Cominciamo con l’analizzare la nascita della squadra che si laureerà Campione D’Italia. Si parte, di base, da una squadra fortissima, costruita e rinforzata pazientemente di anno in anno, e si riesce, anche per questa stagione a migliorarla ulteriormente, rendendola pressoché imbattibile. Il primo nome da citare è quello del tecnico, il confermato Manlio Scopigno, soprannominato “il filosofo”, l’uomo giusto al posto giusto. Nei movimenti di mercato, come spesso accaduto, si attua la politica degli scambi. Dove viene fuori la consueta genialità di Arrica. I pezzi forti da mettere eventualmente sul mercato per costruire la nuova rosa sono gli attaccanti Riva e Boninsegna. Il primo, come al solito, non ne vuole sapere di abbandonare la Sardegna. Boninsegna considera splendidi i suoi tre anni trascorsi al Cagliari e resterebbe volentieri a meno che non si faccia avanti l’Inter, la squadra nella quale era cresciuto calcisticamente. E così vanno le cose. E per avere Boninsegna, uno dei più forti attaccanti in circolazione, il Cagliari riesce ad avere i pezzi che mancavano per ottenere la perfezione. Come attaccante arriva Gori che, a differenza del fortissimo Boninsegna, è più compatibile con quello che sarà il suo compagno di reparto (Riva). Infatti la coppia di attaccanti Riva-Boninsegna è costituita da due prime punte, mentre con Gori si guadagna in imprevedibilità e fantasia. Gioca per il compagno più del suo predecessore. Oltre Gori arriva dall’Inter Domenghini, un’infaticabile ala destra che sarà grandissimo protagonista, anche in zona gol. E per concludere il difensore Cesare Poli, un’ottima riserva. All’Inter va anche un conguaglio in denaro. Tra le cessioni segnaliamo anche quella di Hitchens e Ferrero e altri due scambi. Con la Fiorentina Longoni per Mancin e con l’Atalanta Longo per Nastasio.

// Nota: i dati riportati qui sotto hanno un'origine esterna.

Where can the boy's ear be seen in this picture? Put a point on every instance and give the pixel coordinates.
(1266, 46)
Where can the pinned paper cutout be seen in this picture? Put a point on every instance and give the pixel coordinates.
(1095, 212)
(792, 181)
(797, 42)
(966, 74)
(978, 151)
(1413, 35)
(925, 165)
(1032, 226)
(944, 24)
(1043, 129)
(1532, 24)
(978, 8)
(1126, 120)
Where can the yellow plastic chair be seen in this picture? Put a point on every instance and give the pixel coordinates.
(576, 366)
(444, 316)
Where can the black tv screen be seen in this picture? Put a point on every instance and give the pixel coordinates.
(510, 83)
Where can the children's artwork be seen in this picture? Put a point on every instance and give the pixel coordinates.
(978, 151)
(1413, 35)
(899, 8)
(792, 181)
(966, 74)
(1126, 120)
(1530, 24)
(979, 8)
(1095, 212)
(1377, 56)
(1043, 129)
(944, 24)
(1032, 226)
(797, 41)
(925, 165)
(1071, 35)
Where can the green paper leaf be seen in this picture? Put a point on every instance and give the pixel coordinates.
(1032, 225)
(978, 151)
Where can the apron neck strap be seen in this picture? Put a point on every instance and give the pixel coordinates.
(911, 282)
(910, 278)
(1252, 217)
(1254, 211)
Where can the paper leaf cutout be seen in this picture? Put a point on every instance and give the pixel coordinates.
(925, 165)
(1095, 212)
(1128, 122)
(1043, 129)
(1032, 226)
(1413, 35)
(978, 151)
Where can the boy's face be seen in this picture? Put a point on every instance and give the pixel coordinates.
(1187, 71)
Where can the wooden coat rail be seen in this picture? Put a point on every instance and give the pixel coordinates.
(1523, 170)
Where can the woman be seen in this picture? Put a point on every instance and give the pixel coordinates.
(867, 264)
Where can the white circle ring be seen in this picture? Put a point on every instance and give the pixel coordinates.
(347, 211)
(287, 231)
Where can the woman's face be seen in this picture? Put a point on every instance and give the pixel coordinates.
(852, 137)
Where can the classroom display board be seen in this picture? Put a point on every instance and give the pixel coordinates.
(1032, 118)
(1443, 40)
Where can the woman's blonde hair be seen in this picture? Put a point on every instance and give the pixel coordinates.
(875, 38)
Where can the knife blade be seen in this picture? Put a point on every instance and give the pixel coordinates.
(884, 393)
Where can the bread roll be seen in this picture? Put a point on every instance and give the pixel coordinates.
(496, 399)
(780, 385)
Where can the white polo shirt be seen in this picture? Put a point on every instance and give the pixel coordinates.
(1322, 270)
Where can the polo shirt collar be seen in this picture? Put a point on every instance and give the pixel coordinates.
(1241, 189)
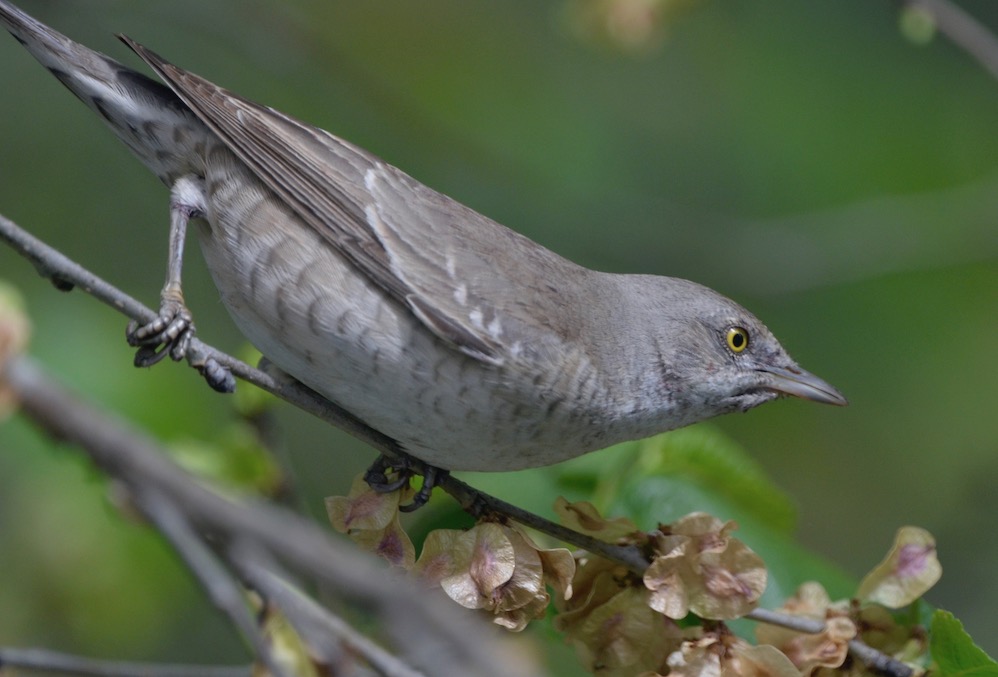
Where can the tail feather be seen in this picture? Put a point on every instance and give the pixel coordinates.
(143, 113)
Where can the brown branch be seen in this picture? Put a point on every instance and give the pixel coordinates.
(58, 662)
(962, 29)
(278, 531)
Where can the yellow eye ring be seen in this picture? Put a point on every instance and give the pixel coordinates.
(737, 338)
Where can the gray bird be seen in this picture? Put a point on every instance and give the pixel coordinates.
(471, 345)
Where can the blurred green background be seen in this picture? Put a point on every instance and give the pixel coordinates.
(805, 159)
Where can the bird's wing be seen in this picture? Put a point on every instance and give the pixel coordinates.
(425, 250)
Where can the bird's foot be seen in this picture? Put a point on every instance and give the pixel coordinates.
(169, 334)
(386, 475)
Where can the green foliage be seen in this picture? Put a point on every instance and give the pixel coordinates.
(954, 652)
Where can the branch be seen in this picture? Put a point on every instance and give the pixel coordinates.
(297, 542)
(137, 461)
(54, 661)
(962, 29)
(66, 274)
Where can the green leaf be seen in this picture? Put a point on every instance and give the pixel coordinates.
(954, 652)
(704, 459)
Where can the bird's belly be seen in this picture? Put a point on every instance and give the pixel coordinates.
(311, 314)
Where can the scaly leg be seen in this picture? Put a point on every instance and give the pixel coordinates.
(171, 332)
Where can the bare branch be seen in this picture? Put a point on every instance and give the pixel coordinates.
(963, 30)
(128, 455)
(297, 542)
(315, 623)
(224, 592)
(57, 662)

Dopo il debutto in Coppa Italia con il passaggio del turno, il campionato parte domenica 14 settembre 1969, si comincia sul terreno della Sampdoria e c’è una possibile appendice di mercato. Infatti Greatti è sul punto di essere ceduto al Napoli e non viene schierato in campo, (se avesse giocato non sarebbe più stato possibile cederlo). In settimana non se ne fa niente ed è certamente una fortuna per il Cagliari perché il centrocampista friulano sarà, come sempre, un grande protagonista della esaltante stagione rossoblù. La sua assenza dal rettangolo di gioco ha comunque un interessante rilievo statistico. Infatti è la prima volta dopo 145 consecutive presenze che Greatti non scende in campo. L’ultima sua assenza è relativa a domenica 17 gennaio 1965, era la sua prima stagione in rossoblù, la prima del Cagliari in Serie A. Dato che testimonia la sua straordinaria affidabilità e il suo attaccamento ai colori.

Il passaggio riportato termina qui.